There are two new reports out this week which seem to contradict the narrative that Android tablets now dominate the market. One is a 60-day research project which concludes that the iPad actually tops Android tablets by a margin of 9 to 1. Another survey indicates that Android tablet users are among the most unhappy customers, which contrasts to iPad users who rate among the happiest and most satisfied tablet users.
One of the benefits of living in New York is access to the sheer number of people who are willing to engage in survey taking. First up is the MacKenzie Technology Report** which concluded that Android tablets are growing in number but have yet to reach usage levels of Apple’s iPad.
The MTR survey, taken from thousands of online users worldwide between June 1 and July 31, found that iOS devices, iPad and iPhone, account for nearly 20-percent of all web page usage on a popular web site (including Windows PC, Mac, and other devices). Android devices– smartphones and tablets– held less than 1-percent of usage.
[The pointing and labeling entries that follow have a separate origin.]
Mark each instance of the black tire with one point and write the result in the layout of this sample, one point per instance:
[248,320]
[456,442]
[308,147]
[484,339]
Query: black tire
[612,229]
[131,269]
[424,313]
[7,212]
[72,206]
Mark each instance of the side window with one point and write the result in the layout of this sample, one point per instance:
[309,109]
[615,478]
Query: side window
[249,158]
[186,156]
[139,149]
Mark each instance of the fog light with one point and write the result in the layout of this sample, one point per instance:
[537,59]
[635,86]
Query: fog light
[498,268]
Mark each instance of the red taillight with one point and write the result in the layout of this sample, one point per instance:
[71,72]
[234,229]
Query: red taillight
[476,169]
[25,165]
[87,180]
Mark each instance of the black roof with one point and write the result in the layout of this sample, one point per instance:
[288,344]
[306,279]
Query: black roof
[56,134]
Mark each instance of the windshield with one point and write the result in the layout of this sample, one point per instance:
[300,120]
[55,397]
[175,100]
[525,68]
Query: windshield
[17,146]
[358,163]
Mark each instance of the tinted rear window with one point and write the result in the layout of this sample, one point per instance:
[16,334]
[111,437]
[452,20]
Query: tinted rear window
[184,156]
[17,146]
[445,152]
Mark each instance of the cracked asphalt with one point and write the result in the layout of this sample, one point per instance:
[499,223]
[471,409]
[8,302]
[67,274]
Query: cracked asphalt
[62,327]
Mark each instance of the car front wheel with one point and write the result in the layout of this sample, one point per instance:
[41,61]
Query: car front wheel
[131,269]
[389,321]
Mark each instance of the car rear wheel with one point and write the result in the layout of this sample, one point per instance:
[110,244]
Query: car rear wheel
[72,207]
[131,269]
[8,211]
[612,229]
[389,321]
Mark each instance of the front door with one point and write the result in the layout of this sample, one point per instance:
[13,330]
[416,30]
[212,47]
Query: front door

iPads dominated Android-based tablets by a 9 to 1 margin.
The other report, funded by Brooklyn-based WGKM Surveys##, interviewed New Yorkers who owned tablets, and gathered both usage data and satisfaction information. While the sample was smaller than the aforementioned MTR survey, WGKM came to a similar conclusion based on personal interviews.
iPads dominated Android-based tablets by a more than 9 to 1 margin.
Why the contradiction between these two decidedly favorable surveys and studies and recent headlines which claim that Android tablets now dominate iPad sales.
One component of the WGKM study found a large percentage of buyer’s remorse among Android-based tablets, with users citing crummy battery life, poor screen quality, loose fitting plastic cases which broke easily, a lack of suitable accessories, performance and connectivity issues, and a limited number of applications.
Well over 80-percent of the respondents in the WGKM study eventually bought an iPad, and put the Android devices on eBay or relegated them to a hallway closet. The BRE, Buyer’s Remorse Effect as measured in detailed interviews, is highest among owners of Android tablets.
These reports completely contradict the latest research from Strategy Analytics and others with reports that say Android tablets are being sold at greater numbers than Google admits are even being activated.
In summary, while Android-based tablets continue to grow in number, their usage by customers appears to be on the decline, and both the aforementioned reports indicate the buyer’s remorse affecting many.
**MacKenzie Technology Report (Kate MacKenzie checking web server usage logs for the period noted above).
## WGKM Surveys of New York (Wil Gomez, my fiancé, and yours truly–WGKM– interviewed dozens of New Yorkers with tablets over two weeks in July, 2013).
See? Anyone can do research and make up a report that says whatever they want it to say.